Berita Nasional
Kasus Narkoba Eks Kapolres Bima, Kompolnas: Harus Ada Pemberatan Hukuman
Kompolnas desak hukuman berat bagi polisi terlibat narkoba usai eks Kapolres Bima Kota terseret jaringan bandar.
Pengembangan penyelidikan oleh Direktorat Reserse Narkoba Polda NTB kemudian mengarah pada dugaan keterlibatan eks Kasat Reserse Narkoba Polres Bima Kota, AKP Malaungi.
Setelah diamankan dan menjalani tes urine, AKP Malaungi dinyatakan positif mengonsumsi narkoba.
Penyidik lantas melakukan penggeledahan di ruang kerja serta rumah jabatan AKP Malaungi.
Dari hasil penggeledahan tersebut, ditemukan barang bukti dalam jumlah besar.
"Kemudian dilanjutkan dengan pemeriksaan ruang kerja dan rumah jabatan dari AKP ML, dan ditemukan barang bukti berupa 5 bungkus narkotika jenis sabu dengan berat netto 488,496 gram," ucapnya.
Kasus ini terus berkembang hingga menyeret nama AKBP Didik Putra Kuncoro yang saat itu menjabat sebagai pimpinan di Polres Bima Kota.
Berdasarkan keterangan AKP Malaungi, penyidik melakukan penggeledahan di kediaman pribadi AKBP Didik di Tangerang.
"Sehingga pada hari Rabu, tanggal 11 Februari 2026, Biro Paminal Div Propam Polri bersama dengan Direktorat Tindak Pidana Narkoba Bareskrim Polri melakukan penggeledahan di rumah pribadi milik AKBP DPK di daerah Tangerang," jelasnya.
Barang Bukti dan Sumber Narkoba
Dalam penggeledahan tersebut, polisi menemukan sejumlah narkotika yang disimpan di dalam koper putih.
Koper itu diketahui dititipkan AKBP Didik kepada seorang polwan, Aipda Dianita, yang sebelumnya pernah menjadi anak buahnya saat berdinas di Polda Metro Jaya.

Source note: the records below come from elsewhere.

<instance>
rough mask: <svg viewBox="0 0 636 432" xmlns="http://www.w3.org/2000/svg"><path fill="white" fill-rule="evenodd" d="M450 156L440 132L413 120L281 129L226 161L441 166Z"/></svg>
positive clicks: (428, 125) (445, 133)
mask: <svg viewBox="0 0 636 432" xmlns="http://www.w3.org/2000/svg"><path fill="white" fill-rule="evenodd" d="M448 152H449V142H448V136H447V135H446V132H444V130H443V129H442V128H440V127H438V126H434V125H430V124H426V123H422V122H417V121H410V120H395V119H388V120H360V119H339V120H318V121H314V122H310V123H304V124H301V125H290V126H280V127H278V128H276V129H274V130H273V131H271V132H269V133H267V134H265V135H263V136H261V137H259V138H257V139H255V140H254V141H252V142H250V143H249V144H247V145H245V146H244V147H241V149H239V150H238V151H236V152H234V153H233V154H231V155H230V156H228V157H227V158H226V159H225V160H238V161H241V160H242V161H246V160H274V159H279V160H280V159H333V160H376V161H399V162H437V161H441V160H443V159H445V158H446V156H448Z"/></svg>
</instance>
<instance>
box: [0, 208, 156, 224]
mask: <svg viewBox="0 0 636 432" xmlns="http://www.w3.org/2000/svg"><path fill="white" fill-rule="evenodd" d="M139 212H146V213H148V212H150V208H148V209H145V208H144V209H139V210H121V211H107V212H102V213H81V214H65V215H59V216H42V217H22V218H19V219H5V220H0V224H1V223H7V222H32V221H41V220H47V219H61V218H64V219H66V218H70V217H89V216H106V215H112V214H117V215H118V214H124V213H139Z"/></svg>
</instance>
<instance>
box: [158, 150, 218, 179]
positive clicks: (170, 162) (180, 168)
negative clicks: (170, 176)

Barang bukti yang diamankan antara lain sabu seberat 16,3 gram, 49 butir ekstasi dan dua butir sisa pakai (23,5 gram), 19 butir alprazolam, dua butir Happy Five, serta 5 gram ketamin.
Isir menjelaskan bahwa narkoba tersebut berasal dari seorang bandar berinisial E dan diperoleh melalui perantara AKP Malaungi.
"Berdasarkan hasil pemeriksaan sejauh ini, barang bukti yang ada di AKBP DPK diperoleh dari tersangka AKP ML, ini dari salah satu tokoh jaringan dengan inisial E," ungkapnya.
Diduga, pasokan narkoba dari bandar berinisial E kepada AKBP Didik telah berlangsung sejak Agustus 2025.
"Dari hasil pemeriksaan sejauh ini, diduga itu sejak bulan Agustus tahun lalu," ucapnya.